The property portal Rightmove has warned that, without more properties coming on to the market, we could well see average house asking prices rise by 8 percent next year.
Rightmove points to the supply demand problem by saying that new seller average asking prices will rise significantly unless more houses are available for sale next spring “…to redress 2013’s imbalance of 2% rise in new listings versus 13% transaction jump”.
This is despite asking prices having fallen by 1.9 percent in December. But when you consider that this fall was the smallest December drop since 2006 Rightmove says that this points to a recovery which “…is gaining momentum”.
Looking at a graph of Rightmove asking prices since january 2007 you can see that the market has settled into some sort of rhythm over the past few years with the overall trend being noticeably positive.
The blue vertical lines are spaced at every January and every one heralds a jump in prices into the new Year. It would be hard to argue that the same will not occur in 2014.
Also, if the graph were to commence from January 2009 too the present the upwards trend line would be far steeper.
Miles Shipside, Rightmove director and housing market analyst comments: “There’s a listing gap to fill.

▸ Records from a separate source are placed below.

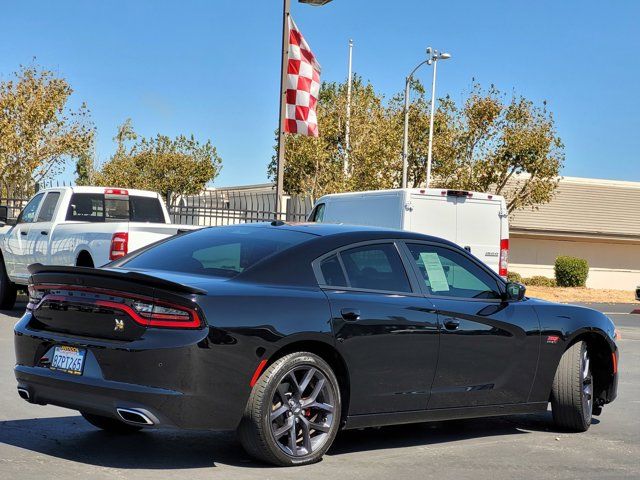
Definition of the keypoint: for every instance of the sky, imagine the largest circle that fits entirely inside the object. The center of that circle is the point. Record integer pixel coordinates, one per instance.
(212, 68)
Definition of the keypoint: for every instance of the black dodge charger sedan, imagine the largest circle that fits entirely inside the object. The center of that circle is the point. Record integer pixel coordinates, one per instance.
(290, 332)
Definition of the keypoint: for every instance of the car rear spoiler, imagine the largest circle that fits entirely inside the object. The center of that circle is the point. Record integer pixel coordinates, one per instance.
(37, 269)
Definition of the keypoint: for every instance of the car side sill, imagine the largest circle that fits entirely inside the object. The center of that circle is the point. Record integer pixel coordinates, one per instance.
(416, 416)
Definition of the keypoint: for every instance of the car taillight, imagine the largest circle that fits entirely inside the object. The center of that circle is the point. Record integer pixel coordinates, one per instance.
(166, 315)
(119, 245)
(35, 295)
(504, 258)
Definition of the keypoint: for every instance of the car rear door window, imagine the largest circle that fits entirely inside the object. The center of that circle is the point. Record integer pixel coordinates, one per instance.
(448, 273)
(375, 267)
(86, 207)
(48, 207)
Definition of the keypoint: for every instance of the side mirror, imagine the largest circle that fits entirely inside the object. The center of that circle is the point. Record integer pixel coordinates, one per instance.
(514, 292)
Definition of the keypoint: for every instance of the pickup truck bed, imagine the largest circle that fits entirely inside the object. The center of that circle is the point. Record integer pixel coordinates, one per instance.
(79, 226)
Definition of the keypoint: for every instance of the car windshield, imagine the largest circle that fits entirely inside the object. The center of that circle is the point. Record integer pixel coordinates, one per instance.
(217, 251)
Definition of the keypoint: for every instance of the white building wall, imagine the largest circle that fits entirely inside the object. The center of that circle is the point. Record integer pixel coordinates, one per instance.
(613, 266)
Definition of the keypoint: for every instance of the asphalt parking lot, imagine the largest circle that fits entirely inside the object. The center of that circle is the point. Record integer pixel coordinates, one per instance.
(50, 442)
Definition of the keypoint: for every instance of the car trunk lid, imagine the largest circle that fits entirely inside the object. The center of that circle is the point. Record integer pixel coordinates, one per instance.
(108, 303)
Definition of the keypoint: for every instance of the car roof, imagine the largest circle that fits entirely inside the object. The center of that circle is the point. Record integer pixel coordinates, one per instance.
(90, 189)
(324, 238)
(331, 229)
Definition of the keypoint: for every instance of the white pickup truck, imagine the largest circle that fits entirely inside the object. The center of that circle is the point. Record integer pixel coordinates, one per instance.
(81, 226)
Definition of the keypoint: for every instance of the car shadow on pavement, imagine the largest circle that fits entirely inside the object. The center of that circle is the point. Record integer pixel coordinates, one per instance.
(72, 438)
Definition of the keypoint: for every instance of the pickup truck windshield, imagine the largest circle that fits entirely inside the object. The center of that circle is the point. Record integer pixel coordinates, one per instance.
(219, 251)
(97, 207)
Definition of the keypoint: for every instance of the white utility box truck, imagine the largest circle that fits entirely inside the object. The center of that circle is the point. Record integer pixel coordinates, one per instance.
(476, 221)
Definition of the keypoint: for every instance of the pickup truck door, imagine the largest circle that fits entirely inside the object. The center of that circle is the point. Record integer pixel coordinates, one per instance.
(488, 347)
(38, 238)
(16, 249)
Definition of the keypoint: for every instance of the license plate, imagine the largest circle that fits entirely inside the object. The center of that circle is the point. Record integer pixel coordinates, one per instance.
(68, 359)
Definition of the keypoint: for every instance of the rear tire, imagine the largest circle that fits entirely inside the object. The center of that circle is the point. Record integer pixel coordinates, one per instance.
(293, 413)
(8, 290)
(572, 392)
(109, 424)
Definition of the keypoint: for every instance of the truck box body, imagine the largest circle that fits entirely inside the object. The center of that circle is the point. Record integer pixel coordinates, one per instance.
(476, 221)
(86, 226)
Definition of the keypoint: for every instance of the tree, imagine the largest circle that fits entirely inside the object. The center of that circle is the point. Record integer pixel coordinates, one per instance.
(487, 143)
(38, 132)
(170, 166)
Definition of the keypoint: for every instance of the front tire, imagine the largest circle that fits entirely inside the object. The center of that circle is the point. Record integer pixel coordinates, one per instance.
(109, 424)
(8, 290)
(572, 392)
(293, 413)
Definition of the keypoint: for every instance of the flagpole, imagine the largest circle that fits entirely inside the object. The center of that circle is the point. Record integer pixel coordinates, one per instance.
(283, 106)
(348, 121)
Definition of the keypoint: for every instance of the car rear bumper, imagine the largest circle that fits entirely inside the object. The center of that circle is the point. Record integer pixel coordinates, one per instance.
(101, 397)
(168, 375)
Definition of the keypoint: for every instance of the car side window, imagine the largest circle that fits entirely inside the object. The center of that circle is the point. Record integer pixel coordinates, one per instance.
(28, 214)
(375, 267)
(332, 272)
(448, 273)
(48, 207)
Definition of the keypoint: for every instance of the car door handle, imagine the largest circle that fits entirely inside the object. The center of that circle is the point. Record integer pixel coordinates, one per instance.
(349, 314)
(451, 324)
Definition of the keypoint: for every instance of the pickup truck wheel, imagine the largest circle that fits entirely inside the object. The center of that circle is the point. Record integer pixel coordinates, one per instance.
(8, 290)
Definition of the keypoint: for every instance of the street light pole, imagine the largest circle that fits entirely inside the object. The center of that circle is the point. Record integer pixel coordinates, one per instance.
(435, 56)
(348, 120)
(432, 57)
(405, 142)
(286, 9)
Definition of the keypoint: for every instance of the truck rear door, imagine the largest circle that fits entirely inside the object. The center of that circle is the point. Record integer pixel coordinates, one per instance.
(17, 250)
(434, 215)
(478, 229)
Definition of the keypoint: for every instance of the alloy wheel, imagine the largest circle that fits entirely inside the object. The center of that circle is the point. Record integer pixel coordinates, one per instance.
(587, 386)
(302, 411)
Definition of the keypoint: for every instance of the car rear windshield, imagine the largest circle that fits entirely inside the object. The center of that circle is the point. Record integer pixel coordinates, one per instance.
(98, 207)
(217, 251)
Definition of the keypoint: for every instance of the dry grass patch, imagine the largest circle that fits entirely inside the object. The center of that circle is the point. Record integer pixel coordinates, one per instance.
(581, 294)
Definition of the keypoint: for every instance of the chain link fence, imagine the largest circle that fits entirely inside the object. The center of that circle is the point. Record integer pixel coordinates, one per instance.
(225, 206)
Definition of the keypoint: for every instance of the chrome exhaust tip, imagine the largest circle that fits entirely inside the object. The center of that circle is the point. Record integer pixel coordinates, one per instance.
(24, 394)
(131, 415)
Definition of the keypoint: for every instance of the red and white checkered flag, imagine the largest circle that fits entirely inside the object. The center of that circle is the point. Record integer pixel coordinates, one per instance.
(303, 86)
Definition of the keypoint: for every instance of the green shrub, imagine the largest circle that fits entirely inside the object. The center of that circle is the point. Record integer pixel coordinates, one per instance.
(571, 271)
(514, 277)
(539, 281)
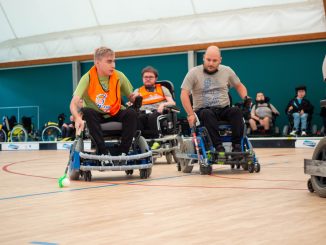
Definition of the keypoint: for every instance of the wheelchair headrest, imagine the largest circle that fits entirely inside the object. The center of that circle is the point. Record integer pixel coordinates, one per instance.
(114, 126)
(169, 85)
(138, 103)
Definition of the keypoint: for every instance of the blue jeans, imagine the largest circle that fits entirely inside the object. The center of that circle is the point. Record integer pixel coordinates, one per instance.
(296, 119)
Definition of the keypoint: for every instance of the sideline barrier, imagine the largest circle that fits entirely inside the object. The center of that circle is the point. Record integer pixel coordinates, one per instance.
(271, 142)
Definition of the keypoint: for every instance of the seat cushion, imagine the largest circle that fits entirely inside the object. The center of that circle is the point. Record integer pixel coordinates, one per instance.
(111, 126)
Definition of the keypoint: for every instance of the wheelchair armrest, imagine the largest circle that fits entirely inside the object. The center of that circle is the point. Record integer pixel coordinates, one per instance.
(172, 108)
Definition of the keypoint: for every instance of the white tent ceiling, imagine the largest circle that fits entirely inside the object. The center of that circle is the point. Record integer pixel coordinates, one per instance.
(35, 29)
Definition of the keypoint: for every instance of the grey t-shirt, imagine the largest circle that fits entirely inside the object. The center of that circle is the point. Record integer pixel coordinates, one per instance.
(324, 69)
(155, 106)
(263, 110)
(210, 90)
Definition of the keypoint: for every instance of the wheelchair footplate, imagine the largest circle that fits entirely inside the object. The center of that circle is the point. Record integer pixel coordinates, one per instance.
(81, 163)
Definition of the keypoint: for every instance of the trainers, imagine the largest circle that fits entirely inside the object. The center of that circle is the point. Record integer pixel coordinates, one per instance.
(106, 162)
(155, 146)
(123, 162)
(220, 148)
(293, 133)
(236, 148)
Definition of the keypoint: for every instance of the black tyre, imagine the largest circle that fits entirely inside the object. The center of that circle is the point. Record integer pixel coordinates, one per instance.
(285, 131)
(145, 173)
(73, 173)
(319, 182)
(168, 157)
(174, 155)
(3, 136)
(51, 133)
(257, 167)
(88, 176)
(18, 134)
(206, 170)
(129, 172)
(309, 185)
(186, 147)
(251, 168)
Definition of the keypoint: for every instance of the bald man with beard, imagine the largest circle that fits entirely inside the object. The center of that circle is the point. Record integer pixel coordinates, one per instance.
(209, 85)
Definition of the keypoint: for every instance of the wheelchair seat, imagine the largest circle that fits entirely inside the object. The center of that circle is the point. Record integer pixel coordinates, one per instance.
(167, 122)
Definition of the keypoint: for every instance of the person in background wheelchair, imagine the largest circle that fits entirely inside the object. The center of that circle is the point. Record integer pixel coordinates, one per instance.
(101, 89)
(155, 98)
(263, 114)
(299, 111)
(209, 85)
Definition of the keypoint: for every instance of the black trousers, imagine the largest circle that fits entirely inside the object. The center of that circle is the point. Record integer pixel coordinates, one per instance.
(149, 122)
(209, 118)
(67, 132)
(127, 117)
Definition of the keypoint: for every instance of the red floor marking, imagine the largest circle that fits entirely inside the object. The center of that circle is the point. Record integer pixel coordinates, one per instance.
(6, 169)
(276, 180)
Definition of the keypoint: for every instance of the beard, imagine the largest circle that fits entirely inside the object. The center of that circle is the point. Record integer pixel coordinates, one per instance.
(210, 72)
(150, 88)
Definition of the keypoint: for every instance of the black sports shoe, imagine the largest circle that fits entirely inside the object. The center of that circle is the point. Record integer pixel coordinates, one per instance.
(236, 148)
(220, 148)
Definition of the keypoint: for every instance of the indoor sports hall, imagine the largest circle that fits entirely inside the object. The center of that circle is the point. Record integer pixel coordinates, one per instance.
(78, 166)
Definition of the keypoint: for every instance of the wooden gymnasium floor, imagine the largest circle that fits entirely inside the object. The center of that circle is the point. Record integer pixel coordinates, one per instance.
(228, 207)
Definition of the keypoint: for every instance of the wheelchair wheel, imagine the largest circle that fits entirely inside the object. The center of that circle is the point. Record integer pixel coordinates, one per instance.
(285, 131)
(145, 173)
(129, 172)
(3, 136)
(168, 157)
(205, 170)
(314, 129)
(186, 147)
(18, 134)
(51, 133)
(319, 182)
(73, 173)
(310, 187)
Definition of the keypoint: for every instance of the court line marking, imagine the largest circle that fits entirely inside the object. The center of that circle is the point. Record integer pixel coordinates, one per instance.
(138, 183)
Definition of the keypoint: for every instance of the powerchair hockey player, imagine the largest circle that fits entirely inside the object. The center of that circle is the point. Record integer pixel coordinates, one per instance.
(199, 149)
(81, 163)
(316, 167)
(162, 137)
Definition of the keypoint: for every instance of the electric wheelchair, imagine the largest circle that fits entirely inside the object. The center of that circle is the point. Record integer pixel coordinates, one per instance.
(168, 130)
(82, 162)
(199, 149)
(311, 128)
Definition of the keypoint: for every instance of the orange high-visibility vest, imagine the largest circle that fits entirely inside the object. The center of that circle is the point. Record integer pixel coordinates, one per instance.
(152, 97)
(110, 101)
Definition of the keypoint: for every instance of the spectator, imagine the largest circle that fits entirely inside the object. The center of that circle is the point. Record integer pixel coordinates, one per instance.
(299, 109)
(262, 113)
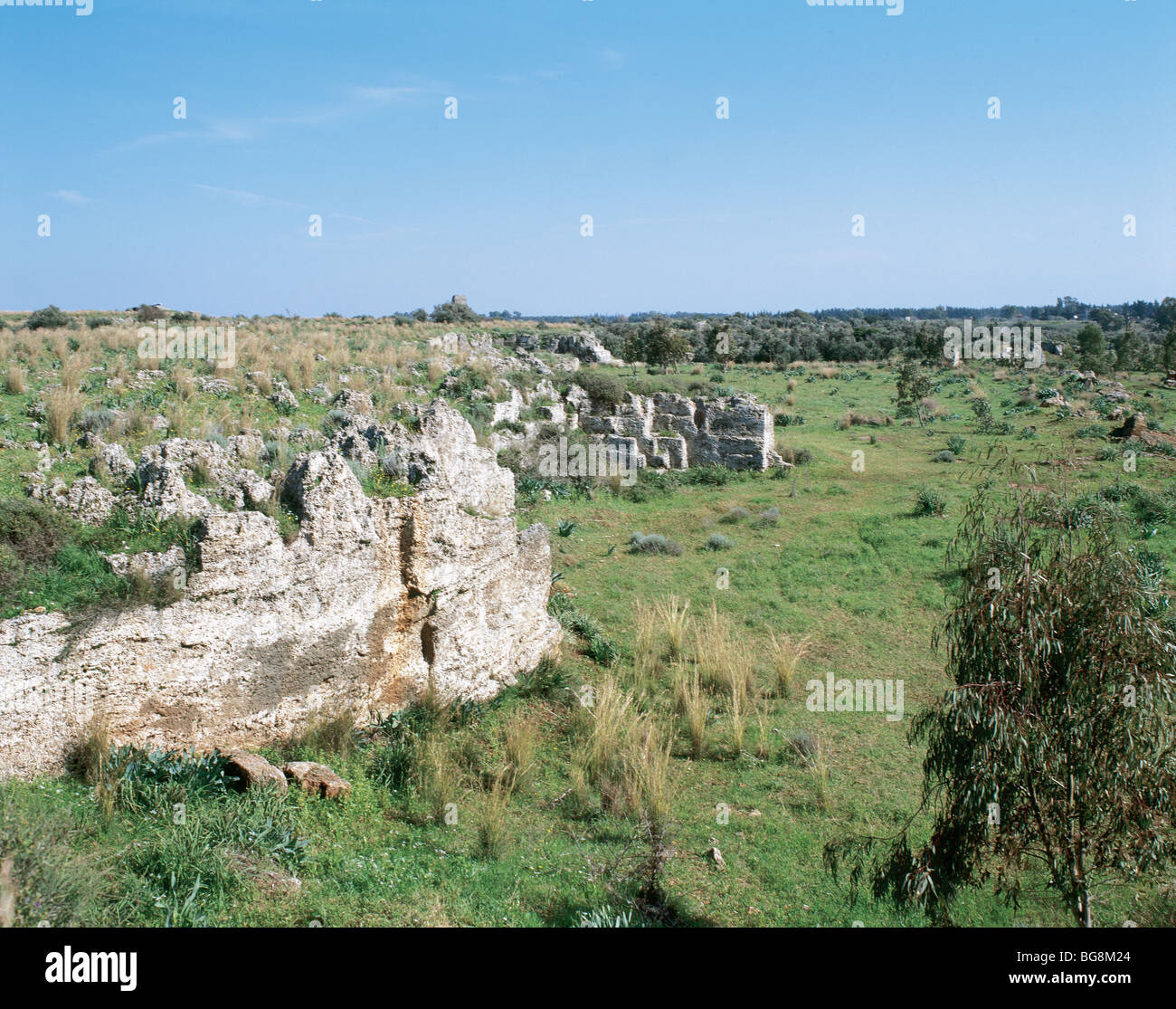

While sales transactions are up 13% so far in 2013, the number of newly listed properties is only up by 2%. To help mitigate the upwards pressure on prices it is important that home-owners who have a move on their minds make it a new year’s resolution to spring into action. After six years afflicted by the credit- crunch, there’s a definite window to move up or move on in 2014 before the market’s usual pre-election pause in early 2015. A good and plentiful choice of property for sale would limit sellers from getting over-ambitious with their asking prices and result in a national average increase closer to 6%. It would also give those who are buying a better chance of finding their dream home at a more affordable price.”
One point to note is that these are asking prices, not prices achieved at sale. When comparing Rightmove asking prices to an average of the halifax and Nationwide prices at sale you can see how optimistic people are when putting their properties up for sale.
As you can see, optimism has been strong optimism with asking prices increasing faster than prices achieved by a significant factor (approaching 50% more), but this is now tailing off a little but it is still on the upwards trend line.